Harper promptly tried to shut the door on the sheikh’s face, but his reflexes were far quicker than hers, the sheikh managing to hold the door back and force his way in.
He was here. The sheikh was here. Khalil was here.
He was dressed in the same cream thobe she had glimpsed from the TV, but he looked a lot thinner, his handsome face bearing an unusual sense of gauntness.
She suddenly realized he was locking the door, and it was enough to make her recover from her shock. “How can you even be here?”
He turned around to face her again before answering. “What you watched was a pre-recording.”
“O-oh.” What did that mean? What could that mean?
“You’re wondering how long I had known the wedding wouldn’t push through?” He saw her eyes widen and smiled grimly. “Your face says everything your lips do not speak of, qalifa. And it may not seem like it, but I know you better than you think—-”
“If that’s true,” she said unevenly, “then you should know what I want you to do now.”
Silence.
And she knew she had hurt him.
Tears stung her eyes. “I’m sor—-”
“Don’t apologize.”
“But I hurt you.”
He smiled humorlessly. “And I didn’t?”
Harper dug her fingers into her palms. “You d-didn't mean to.”
His jaw hardened. “I’m the one who have a million things to apologize for.”
“No—-”
“I should never even have asked you to stay and tolerate another wife.”
The savage self-contempt in the sheikh’s voice made Harper dug her fingers deeper into her palms, made her wish she had sharper, longer nails that could hurt her more – hurt her so much that she would no longer notice the way her battered heart had started to beat again, and just because he was here—-
When they both knew he couldn’t stay.
“I didn’t ask you to do that,” she whispered.
“You didn’t have to. You would never have to—-”
“I don’t want to wake up one day and have you hate me because of what you lost.”

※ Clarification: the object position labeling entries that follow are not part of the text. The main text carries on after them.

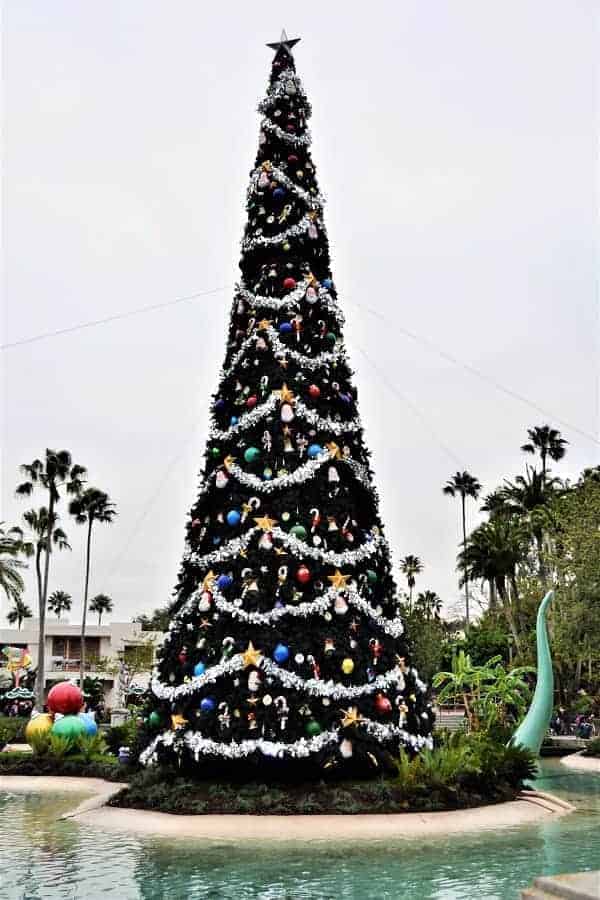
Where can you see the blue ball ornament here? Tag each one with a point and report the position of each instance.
(233, 517)
(281, 654)
(90, 726)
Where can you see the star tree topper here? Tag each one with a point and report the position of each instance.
(285, 42)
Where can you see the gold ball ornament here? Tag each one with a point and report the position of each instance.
(40, 724)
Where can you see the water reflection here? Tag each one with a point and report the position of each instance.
(41, 857)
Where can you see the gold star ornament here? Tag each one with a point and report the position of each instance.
(251, 656)
(285, 395)
(338, 581)
(209, 581)
(351, 716)
(265, 523)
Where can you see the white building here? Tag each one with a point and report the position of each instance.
(106, 646)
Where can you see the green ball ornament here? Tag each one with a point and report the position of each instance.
(313, 728)
(70, 727)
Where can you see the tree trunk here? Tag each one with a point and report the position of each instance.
(41, 672)
(85, 596)
(464, 517)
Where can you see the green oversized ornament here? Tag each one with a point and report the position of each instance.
(70, 727)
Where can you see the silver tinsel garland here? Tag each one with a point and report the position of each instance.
(262, 241)
(295, 140)
(301, 748)
(314, 687)
(302, 411)
(313, 201)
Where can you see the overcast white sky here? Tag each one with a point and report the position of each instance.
(456, 143)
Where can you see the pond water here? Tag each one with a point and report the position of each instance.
(43, 857)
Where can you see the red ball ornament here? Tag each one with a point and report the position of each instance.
(303, 575)
(382, 704)
(65, 698)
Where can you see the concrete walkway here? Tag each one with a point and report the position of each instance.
(582, 763)
(579, 886)
(531, 807)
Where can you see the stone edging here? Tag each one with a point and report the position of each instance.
(531, 807)
(583, 763)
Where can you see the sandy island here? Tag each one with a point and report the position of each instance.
(531, 807)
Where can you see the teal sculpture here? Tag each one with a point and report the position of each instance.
(532, 729)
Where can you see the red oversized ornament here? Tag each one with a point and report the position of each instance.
(382, 704)
(65, 698)
(303, 575)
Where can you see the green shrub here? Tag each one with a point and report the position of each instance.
(122, 736)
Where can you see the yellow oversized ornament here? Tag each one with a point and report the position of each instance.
(40, 724)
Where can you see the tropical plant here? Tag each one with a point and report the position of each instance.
(19, 612)
(410, 566)
(60, 602)
(490, 693)
(547, 442)
(56, 470)
(430, 603)
(11, 581)
(492, 554)
(101, 604)
(464, 485)
(91, 505)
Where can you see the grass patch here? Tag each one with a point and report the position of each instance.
(465, 771)
(101, 765)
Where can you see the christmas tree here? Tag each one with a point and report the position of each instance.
(285, 641)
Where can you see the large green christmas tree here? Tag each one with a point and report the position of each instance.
(285, 641)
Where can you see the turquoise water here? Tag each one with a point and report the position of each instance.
(41, 857)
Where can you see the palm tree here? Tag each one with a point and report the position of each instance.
(547, 442)
(59, 602)
(56, 470)
(410, 566)
(101, 604)
(430, 603)
(465, 485)
(92, 505)
(19, 612)
(11, 546)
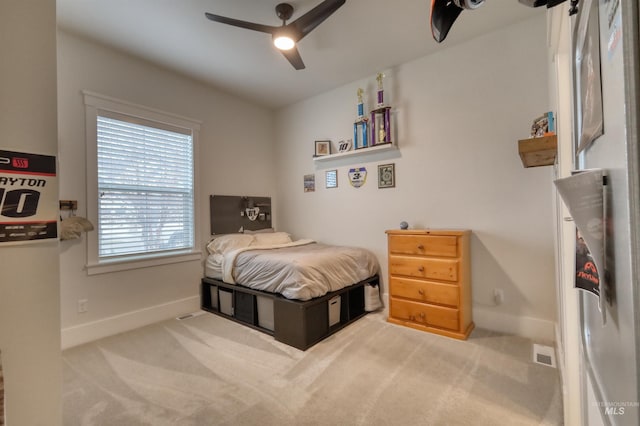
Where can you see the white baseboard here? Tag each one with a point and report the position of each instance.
(532, 328)
(84, 333)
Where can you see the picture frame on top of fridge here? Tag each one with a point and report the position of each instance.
(588, 79)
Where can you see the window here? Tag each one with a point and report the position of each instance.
(141, 185)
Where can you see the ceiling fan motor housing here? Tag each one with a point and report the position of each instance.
(284, 11)
(468, 4)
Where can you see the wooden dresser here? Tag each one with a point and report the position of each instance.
(430, 281)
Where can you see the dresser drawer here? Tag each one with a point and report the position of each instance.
(417, 267)
(425, 291)
(427, 245)
(424, 314)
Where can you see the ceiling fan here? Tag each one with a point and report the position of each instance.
(287, 36)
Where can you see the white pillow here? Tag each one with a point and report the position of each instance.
(271, 238)
(258, 231)
(225, 243)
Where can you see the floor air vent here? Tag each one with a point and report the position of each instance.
(544, 355)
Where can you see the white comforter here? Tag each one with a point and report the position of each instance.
(300, 270)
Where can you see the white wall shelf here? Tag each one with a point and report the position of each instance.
(356, 152)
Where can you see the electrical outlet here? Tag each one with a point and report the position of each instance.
(498, 296)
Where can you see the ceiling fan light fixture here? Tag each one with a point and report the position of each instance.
(283, 42)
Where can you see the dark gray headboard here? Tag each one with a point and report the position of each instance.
(228, 213)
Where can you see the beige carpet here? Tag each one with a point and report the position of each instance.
(207, 370)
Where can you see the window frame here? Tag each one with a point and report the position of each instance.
(96, 105)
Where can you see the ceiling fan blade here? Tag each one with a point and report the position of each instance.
(316, 16)
(443, 14)
(294, 57)
(242, 24)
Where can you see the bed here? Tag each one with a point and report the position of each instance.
(299, 291)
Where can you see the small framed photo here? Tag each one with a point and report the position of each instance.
(322, 148)
(387, 175)
(309, 183)
(331, 178)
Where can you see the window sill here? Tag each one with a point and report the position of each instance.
(141, 262)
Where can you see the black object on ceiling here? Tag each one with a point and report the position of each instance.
(294, 31)
(445, 12)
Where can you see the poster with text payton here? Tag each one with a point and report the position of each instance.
(585, 198)
(28, 197)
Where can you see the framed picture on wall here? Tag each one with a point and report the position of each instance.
(331, 178)
(387, 175)
(322, 148)
(309, 183)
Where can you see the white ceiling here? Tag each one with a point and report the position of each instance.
(360, 39)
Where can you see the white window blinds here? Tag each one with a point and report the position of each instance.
(145, 187)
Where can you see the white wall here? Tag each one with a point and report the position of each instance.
(235, 158)
(458, 115)
(30, 284)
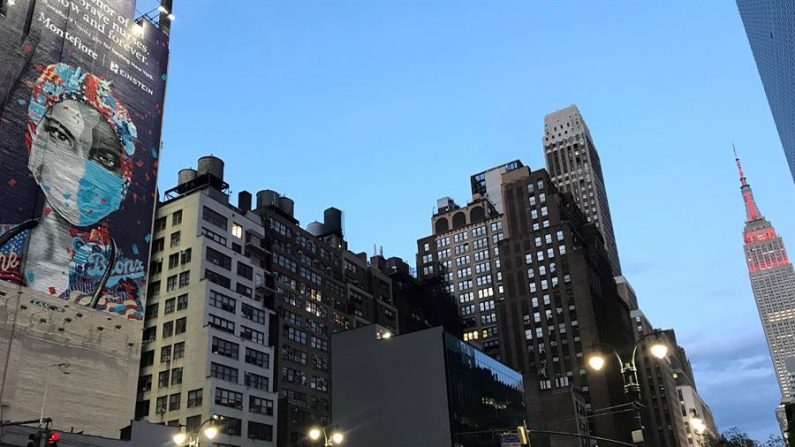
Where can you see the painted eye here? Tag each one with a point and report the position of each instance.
(107, 158)
(57, 135)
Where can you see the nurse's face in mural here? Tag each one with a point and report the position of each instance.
(76, 159)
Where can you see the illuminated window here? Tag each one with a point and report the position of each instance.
(237, 231)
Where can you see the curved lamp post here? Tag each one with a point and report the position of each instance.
(629, 372)
(330, 439)
(210, 431)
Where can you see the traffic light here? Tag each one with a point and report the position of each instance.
(34, 439)
(522, 432)
(52, 441)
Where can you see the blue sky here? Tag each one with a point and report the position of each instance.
(381, 107)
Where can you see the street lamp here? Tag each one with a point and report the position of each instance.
(209, 432)
(335, 438)
(629, 372)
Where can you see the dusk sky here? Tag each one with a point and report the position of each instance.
(380, 107)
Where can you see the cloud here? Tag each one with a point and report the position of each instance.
(735, 376)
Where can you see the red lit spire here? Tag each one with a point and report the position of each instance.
(751, 211)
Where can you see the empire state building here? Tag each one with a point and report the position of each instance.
(773, 284)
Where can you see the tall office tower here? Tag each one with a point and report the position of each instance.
(464, 245)
(663, 418)
(693, 411)
(770, 26)
(573, 163)
(319, 287)
(80, 120)
(664, 423)
(208, 345)
(252, 299)
(773, 285)
(420, 304)
(560, 300)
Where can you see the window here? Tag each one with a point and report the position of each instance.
(221, 323)
(319, 343)
(171, 283)
(168, 329)
(222, 301)
(161, 405)
(218, 258)
(296, 335)
(147, 358)
(257, 381)
(193, 423)
(231, 426)
(158, 245)
(160, 224)
(285, 263)
(184, 256)
(294, 355)
(214, 218)
(181, 325)
(182, 302)
(260, 431)
(259, 405)
(318, 383)
(225, 348)
(229, 398)
(214, 236)
(247, 333)
(165, 354)
(145, 383)
(155, 267)
(195, 398)
(175, 238)
(216, 278)
(184, 279)
(245, 270)
(223, 372)
(320, 363)
(179, 350)
(176, 376)
(243, 290)
(293, 375)
(258, 358)
(151, 311)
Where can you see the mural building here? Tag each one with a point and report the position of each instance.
(82, 85)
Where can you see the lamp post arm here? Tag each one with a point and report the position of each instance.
(655, 333)
(610, 348)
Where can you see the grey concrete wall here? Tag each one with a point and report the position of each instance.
(390, 392)
(143, 434)
(98, 394)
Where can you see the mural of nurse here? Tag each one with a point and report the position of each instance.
(80, 141)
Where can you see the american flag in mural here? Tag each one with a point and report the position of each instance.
(11, 254)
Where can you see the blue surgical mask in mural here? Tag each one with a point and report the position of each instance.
(76, 159)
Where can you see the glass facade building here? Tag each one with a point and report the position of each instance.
(770, 26)
(483, 394)
(425, 388)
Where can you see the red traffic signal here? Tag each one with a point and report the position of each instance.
(52, 441)
(34, 440)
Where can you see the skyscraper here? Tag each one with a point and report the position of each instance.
(573, 164)
(773, 284)
(770, 26)
(531, 299)
(81, 117)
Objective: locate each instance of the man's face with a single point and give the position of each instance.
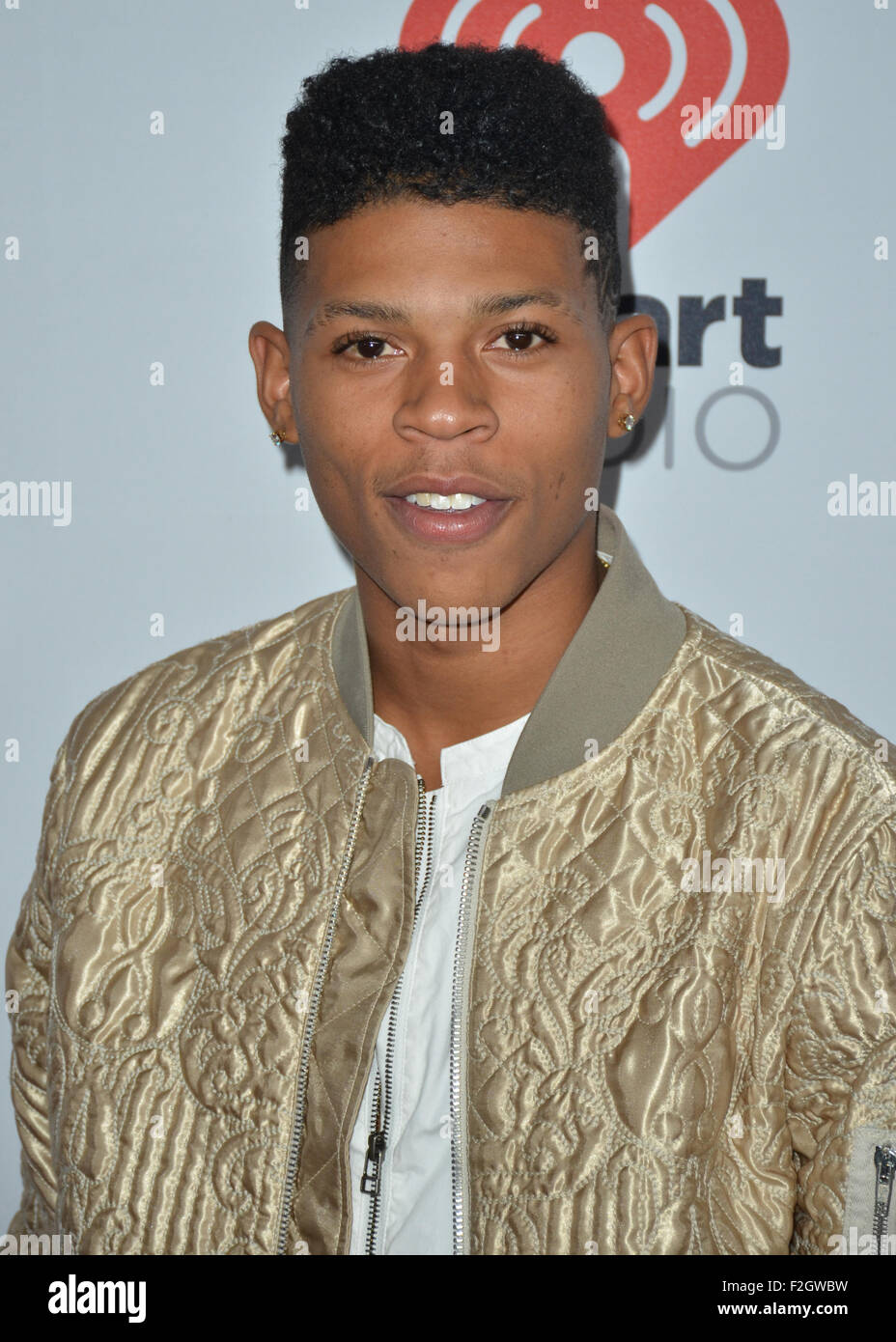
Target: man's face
(434, 385)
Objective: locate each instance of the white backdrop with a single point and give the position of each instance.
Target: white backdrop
(125, 250)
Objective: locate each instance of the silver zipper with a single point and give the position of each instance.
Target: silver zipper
(458, 1114)
(884, 1180)
(381, 1106)
(298, 1117)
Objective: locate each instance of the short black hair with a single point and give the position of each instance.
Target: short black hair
(527, 133)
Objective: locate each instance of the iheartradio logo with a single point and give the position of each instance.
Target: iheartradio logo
(693, 78)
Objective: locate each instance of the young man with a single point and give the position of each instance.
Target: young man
(498, 905)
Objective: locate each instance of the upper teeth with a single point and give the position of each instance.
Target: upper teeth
(444, 502)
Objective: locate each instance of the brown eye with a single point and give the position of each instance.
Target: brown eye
(520, 340)
(371, 348)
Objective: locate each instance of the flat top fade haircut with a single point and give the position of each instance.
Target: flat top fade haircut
(526, 133)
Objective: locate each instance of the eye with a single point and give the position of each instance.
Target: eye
(520, 337)
(369, 348)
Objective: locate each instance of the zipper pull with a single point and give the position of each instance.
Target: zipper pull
(376, 1150)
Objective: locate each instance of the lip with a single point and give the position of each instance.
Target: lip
(447, 485)
(430, 525)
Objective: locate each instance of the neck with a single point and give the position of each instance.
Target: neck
(437, 694)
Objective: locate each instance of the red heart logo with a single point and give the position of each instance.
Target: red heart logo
(682, 54)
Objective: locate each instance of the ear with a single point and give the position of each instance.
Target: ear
(632, 349)
(269, 353)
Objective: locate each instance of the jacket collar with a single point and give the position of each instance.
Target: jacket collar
(613, 663)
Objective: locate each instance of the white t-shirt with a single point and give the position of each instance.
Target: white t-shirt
(414, 1196)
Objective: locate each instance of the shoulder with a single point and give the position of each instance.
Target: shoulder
(226, 677)
(765, 719)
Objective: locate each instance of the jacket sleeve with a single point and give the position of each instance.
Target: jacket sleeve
(841, 1058)
(27, 984)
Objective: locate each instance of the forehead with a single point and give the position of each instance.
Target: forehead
(412, 254)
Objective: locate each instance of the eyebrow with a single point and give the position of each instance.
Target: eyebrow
(486, 305)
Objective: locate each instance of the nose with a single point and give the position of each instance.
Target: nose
(445, 399)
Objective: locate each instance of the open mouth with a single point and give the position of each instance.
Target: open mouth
(444, 502)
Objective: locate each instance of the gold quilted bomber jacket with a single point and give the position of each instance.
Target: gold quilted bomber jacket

“It would never happen.” She started shaking her head and Khalil’s tone became fiercer. “Did you think I didn’t try to see if I could live without you? I tried. I fucking tried. I had to. Being the king was all that meant to me my entire life, but the two months you were gone—-”
“I don’t want to hear any more!”
Harper tried to run away, but the sheikh hauled her into his arms.
“No more!”
She shoved him away, and when it didn’t work, she beat his chest as hard as he could, forcing him to capture her wrists and lock them behind her wrists.
“Harper—-”
She was crying, the tears silently rushing down her cheeks, and the sheikh flinched.